The other dessert dish I loved was the Chocolate and Malt Creme Brûlée. The flavour of a chocolate was great with the coffee, but the treat was in the carmelizing of the sugar on the brûlée. Using a special solution (which I no longer have the description of) onto the sugar topping of the brûlée and then ignited using a chefs torch. Then the magic happens and the sugar continues to caramelise as the solution burns off. Check out the video below to see what it looks like.
The flavour of the chocolate and malt drew out a comforting taste described by the chef as being like eating a gooey Mars bar with the crack of the sugar crust being the textural topper. to mix with this Mars bar in a pot was the Dulsão do Brasil coffee. The Dulsao do Brasil came described as:
SWEET AND SMOOTH:
A pure Brazilian Arabica, Dulsão do Brasil is a blend of red and yellow Bourbon coffees. Separate roasting of the beans ensures roundness and balance while revealing sweet notes of honey and malt.

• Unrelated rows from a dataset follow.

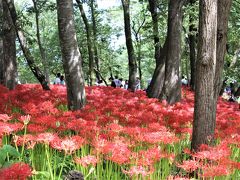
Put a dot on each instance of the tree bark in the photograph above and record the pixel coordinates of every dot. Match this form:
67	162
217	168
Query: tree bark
94	29
1	42
204	110
89	42
192	47
132	63
72	62
172	83
9	50
41	49
156	84
23	43
224	7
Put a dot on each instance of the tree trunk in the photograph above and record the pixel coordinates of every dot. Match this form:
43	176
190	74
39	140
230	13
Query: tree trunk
234	59
23	43
41	49
204	110
72	62
94	28
156	84
139	57
89	42
132	64
9	50
172	84
1	43
224	7
192	47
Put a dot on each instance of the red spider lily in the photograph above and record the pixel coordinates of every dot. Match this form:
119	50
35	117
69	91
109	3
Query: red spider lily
177	178
137	170
5	117
148	157
35	128
158	137
25	119
18	171
86	160
68	145
47	138
117	152
218	170
27	140
7	128
214	153
189	166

I’m not a coffee drinker so the extent of my coffee knowledge ends at understanding the sizing menu at Starbucks, but a coffee that works to enhance the flavour of a creme brulee was a real revelation to me. The Brasil was a great coffee for this dish and sipping it before the brulee intensified the chocolate and sugar in the brulee.
Sweet desserts and rich coffees. Can you imagine how much I bounced off the walls on the way out. This was a great evening and a brilliant way to celebrate the opening of the new Nespresso store, but more importantly it didn’t feel like a cynical bit of marketing. The menu, the food and the coffee were all prefectly blended to make a great event and show what coffee can do to enhance food.
I didn’t even get to the savoury dishes either, so there may be a ‘Part 2’ to this post coming up soon.